Weekend Forecast for December 23-25, 2011 Part 2
By Reagen Sulewski
December 23, 2011
Now the fun begins. Three more films add themselves to the Christmas week slate over the next three days, adding to the Holiday glut that started last Friday and was added to with three films on Wednesday. In all, as many as ten films could be significant players over the next week and a half.
First, the new arrivals. Friday brings Cameron Crowe's first film in six years, We Bought a Zoo.

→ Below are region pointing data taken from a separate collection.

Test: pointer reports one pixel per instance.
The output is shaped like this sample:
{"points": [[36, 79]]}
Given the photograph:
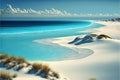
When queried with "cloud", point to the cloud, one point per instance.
{"points": [[51, 12]]}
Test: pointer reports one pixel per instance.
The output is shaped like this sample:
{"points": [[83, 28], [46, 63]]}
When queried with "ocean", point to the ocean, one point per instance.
{"points": [[17, 38]]}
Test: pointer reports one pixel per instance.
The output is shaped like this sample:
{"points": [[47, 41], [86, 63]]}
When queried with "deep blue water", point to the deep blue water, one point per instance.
{"points": [[16, 37]]}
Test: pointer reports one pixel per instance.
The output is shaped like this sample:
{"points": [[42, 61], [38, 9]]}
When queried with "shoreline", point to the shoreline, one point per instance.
{"points": [[104, 60]]}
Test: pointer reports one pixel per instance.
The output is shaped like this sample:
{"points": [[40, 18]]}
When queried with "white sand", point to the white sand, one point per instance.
{"points": [[100, 61], [103, 64]]}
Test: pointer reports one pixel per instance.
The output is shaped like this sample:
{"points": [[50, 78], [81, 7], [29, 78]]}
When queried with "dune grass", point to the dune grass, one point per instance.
{"points": [[17, 63], [56, 74], [3, 56]]}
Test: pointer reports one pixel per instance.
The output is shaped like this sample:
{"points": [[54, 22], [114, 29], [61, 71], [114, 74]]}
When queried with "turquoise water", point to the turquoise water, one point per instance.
{"points": [[19, 41]]}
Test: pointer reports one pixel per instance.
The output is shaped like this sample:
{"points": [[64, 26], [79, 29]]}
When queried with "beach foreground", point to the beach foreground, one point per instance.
{"points": [[99, 60], [103, 64]]}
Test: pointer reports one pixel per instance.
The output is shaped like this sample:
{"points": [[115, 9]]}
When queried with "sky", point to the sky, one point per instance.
{"points": [[71, 6]]}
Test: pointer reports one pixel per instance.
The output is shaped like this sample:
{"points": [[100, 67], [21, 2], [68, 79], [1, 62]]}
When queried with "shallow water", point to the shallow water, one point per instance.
{"points": [[16, 38]]}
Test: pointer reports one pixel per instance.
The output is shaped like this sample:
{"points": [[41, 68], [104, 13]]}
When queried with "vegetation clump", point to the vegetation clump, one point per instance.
{"points": [[5, 75], [18, 63]]}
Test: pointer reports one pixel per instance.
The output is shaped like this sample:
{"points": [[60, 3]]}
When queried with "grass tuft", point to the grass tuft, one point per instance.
{"points": [[3, 56], [4, 75]]}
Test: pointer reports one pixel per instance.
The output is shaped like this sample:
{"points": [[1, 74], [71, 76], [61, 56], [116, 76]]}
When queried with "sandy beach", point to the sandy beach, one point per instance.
{"points": [[98, 60], [103, 61]]}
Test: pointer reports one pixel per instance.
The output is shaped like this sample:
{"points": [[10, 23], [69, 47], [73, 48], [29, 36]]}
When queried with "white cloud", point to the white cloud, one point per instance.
{"points": [[50, 12]]}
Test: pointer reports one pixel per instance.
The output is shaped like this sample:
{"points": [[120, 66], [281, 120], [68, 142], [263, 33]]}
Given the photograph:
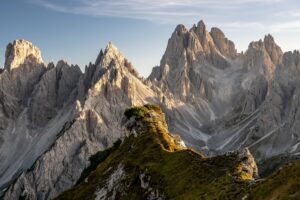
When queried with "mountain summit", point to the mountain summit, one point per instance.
{"points": [[53, 117]]}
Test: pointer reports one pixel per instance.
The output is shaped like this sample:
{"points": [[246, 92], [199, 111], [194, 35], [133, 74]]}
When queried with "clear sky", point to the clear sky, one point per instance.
{"points": [[76, 30]]}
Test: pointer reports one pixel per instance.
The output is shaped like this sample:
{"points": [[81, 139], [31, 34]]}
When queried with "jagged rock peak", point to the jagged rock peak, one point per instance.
{"points": [[273, 49], [20, 52], [111, 54]]}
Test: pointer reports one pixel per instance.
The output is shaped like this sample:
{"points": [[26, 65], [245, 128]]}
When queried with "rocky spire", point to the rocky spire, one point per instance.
{"points": [[20, 52], [273, 49], [225, 46]]}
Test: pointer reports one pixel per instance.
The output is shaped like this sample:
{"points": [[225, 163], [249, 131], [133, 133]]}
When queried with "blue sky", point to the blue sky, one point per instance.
{"points": [[76, 30]]}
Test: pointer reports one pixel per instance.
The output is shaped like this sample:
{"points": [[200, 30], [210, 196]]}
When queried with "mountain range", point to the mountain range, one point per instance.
{"points": [[53, 118]]}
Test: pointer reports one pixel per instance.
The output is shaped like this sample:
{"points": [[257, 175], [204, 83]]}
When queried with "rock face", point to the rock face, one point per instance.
{"points": [[102, 92], [230, 100], [20, 52], [54, 117], [149, 164]]}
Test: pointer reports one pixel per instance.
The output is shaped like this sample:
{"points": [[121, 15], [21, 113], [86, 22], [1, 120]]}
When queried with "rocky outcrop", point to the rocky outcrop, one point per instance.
{"points": [[53, 118], [113, 86], [21, 52]]}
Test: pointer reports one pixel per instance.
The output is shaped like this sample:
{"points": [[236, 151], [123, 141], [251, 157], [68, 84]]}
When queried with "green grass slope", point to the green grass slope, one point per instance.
{"points": [[282, 185], [150, 163]]}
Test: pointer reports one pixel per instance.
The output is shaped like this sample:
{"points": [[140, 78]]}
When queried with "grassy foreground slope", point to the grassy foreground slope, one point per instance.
{"points": [[152, 164]]}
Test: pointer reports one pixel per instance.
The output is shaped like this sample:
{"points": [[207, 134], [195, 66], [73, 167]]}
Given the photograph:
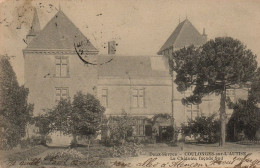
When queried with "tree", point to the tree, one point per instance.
{"points": [[211, 68], [246, 113], [55, 119], [86, 116], [120, 128], [14, 109], [205, 128]]}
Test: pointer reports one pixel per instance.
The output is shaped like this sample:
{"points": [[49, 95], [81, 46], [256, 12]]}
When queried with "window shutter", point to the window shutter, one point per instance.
{"points": [[148, 130], [68, 69]]}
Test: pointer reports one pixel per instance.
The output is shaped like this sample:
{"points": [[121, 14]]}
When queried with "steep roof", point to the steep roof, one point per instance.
{"points": [[60, 33], [185, 34], [135, 66], [35, 28]]}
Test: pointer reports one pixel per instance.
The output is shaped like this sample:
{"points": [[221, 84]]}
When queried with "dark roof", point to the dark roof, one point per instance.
{"points": [[35, 28], [60, 33], [185, 34], [136, 66]]}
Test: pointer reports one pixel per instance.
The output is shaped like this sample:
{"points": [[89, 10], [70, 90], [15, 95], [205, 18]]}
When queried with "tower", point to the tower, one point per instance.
{"points": [[35, 27]]}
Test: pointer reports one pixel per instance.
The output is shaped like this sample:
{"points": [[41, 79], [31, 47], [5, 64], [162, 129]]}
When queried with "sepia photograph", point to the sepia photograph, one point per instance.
{"points": [[129, 83]]}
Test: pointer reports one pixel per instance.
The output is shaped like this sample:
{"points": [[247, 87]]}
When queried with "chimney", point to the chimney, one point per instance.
{"points": [[112, 47], [204, 35], [35, 28]]}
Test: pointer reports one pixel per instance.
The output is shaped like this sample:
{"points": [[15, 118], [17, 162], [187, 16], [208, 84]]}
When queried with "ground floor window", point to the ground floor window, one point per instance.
{"points": [[139, 128], [192, 111], [61, 93]]}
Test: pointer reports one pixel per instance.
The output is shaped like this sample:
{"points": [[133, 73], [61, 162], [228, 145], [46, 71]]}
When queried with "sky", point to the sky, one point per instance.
{"points": [[140, 27]]}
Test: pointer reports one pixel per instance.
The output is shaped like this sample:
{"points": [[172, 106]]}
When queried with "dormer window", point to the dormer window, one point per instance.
{"points": [[62, 67]]}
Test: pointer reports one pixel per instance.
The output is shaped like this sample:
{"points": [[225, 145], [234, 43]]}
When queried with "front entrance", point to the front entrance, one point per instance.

One of the odder premises in some time, it stars Matt Damon in an adaptation of Ben Mee's autobiographical book about his family's purchase of a rundown zoo in the English countryside following the death of Damon's character's wife. Annnnnnd that's pretty much it for plot. It's not going to get much plainer than the title, there.
Scarlett Johansson, Thomas Haden Church, Patrick Fugit and Elle Fanning round out the cast, though the appeal is Damon plus a bunch of cute, cute animals. This is filling the Marley & Me slot of “family film with animals”, which fairly inexplicably dominated the 2008 Christmas season to the tune of a $36 million opening and $143 million total. Jennifer Aniston chasing an unruly Labrador puppy down the beach is apparently just what people wanted. There's a significant difference here in that this book wasn't nearly as popular as Marley & Me, and that we're losing focus on a particular animal for the multiple ones in the zoo. Porcupines-lessthansign-puppies, apparently. Hopefully we can count on a bit more insight from Crowe than David Frankel on the therapeutic value of animals, but I don't know that that's going to help on the first weekend. I'd look for an opening weekend of $19 million.
War Horse is the bigger of the two films opening on Christmas Day, thanks in large part to its director, one … Steven Spielberg. Perhaps you've heard of him. Having exhausted every plausible World War II story, he's moved backwards to World War I, following a young man (newcomer Jeremy Irvine) who enlists in the British Army on the eve of the Great War after his beloved workhorse is sold for use in battle. A somewhat episodic film on the horrors of war and the devotion of a boy to his horse, it's not exactly something that screams blockbuster – but then there's that Spielberg name. The ads definitely have that touch that he brings to his films which has made him the biggest name in directing, but he's not without his missteps – see Amistad, The Terminal, Always… and you'd be one of the few that did. Overall, though, it's hard to think of anyone with a more consistent and excellent track record at delivering hits, and if there's anyone who can get people see a movie with no significant stars and that's mostly about a horse, it'd be him.
The last time we had a calendar configuration like this was 2005, when the unremarkable Rumor Has It and the totally forgotten Wolf Creek were the only films to skip the weekend and open on Christmas Day. One of the most significant December 25th openers in recent years is Ali, with brought in $10 million when Christmas fell on a Monday … and then promptly fell to Earth. It's kind of an apples and oranges comparison, but there's not nearly the hype here that there was for Ali, nor is it as friendly a concept. For its one day, I'd look for about $6.5 million.